The acting as expected was top notch.  Bale owns Batman, he plays it better than anyone I’ve seen, no one should play this role for a long time unless it’s Bale, he’s perfected the duality of Batman/Bruce Wayne. Tom Hardy won me over as Bane, at first, I thought he was just a bellowing blowhard, but the details of his character and the way Hardy played it was superb.  Anne Hathaway also won me over, I really didn’t that she could pull off a complex, sophisticated performance, but she did, although I still think that she’s too young for the role.  My favorite performance belongs to Cotillard who has to give a complex and multilayered performance, and boy does she deliver.  Cotillard is a fantastic actress, and it’s getting to the point where I’d pay to hear her read the phone book.  Joseph Gordon Leavitt is one of the best young actors in the moies today, and he does not disappoint here. This is by far the best movie of the year.  See it.

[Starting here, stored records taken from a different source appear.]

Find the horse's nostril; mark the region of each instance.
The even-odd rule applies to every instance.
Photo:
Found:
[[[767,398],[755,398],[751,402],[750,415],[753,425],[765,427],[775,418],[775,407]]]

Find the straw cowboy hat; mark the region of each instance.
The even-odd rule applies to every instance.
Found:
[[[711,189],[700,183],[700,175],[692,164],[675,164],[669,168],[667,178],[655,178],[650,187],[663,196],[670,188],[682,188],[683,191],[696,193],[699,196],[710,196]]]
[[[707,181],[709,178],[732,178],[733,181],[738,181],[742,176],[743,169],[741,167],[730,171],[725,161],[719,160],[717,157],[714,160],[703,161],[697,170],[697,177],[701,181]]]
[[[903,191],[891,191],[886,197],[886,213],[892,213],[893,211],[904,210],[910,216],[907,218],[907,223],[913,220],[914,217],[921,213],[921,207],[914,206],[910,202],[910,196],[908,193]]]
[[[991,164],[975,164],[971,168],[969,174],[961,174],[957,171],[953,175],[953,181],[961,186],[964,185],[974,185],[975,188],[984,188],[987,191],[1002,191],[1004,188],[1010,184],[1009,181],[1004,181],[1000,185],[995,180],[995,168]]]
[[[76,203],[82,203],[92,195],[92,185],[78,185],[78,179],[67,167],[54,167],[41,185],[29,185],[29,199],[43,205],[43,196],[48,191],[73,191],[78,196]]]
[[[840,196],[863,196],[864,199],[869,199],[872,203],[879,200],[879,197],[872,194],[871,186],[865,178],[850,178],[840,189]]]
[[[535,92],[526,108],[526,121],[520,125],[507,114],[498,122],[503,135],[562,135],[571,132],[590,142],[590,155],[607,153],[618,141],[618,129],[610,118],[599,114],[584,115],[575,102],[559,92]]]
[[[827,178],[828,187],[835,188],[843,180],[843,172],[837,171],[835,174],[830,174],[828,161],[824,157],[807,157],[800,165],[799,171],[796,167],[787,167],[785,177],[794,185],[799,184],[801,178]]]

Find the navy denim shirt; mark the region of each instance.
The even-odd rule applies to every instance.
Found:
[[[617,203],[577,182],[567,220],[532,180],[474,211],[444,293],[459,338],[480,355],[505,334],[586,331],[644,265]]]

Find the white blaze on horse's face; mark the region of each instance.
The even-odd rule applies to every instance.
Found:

 My first viewing of this movie came on July 21st, in  the wake of the senseless killing of 12 people in Colorado, who wanted nothing more than to escape the problems of society by watching a movie.  Little did they know they’d soon confront a grave problem facing our society, a madman with a gun.  I send my deepest condolences to the families who lost members of their family in the shooting spree.  While it was surreal seeing a movie with police standing guard outside the theater, movies are a way of life for me, and I will never give that up, no matter the circumstance.  I subsequently saw the movie two weeks later, and enjoyed it just as much, still saddened by the tragedy that happened two weeks before in my favorite venue, a movie theater.
The Dark Knight Rises.  Rise out of your chair, go to a theater and see it for yourself.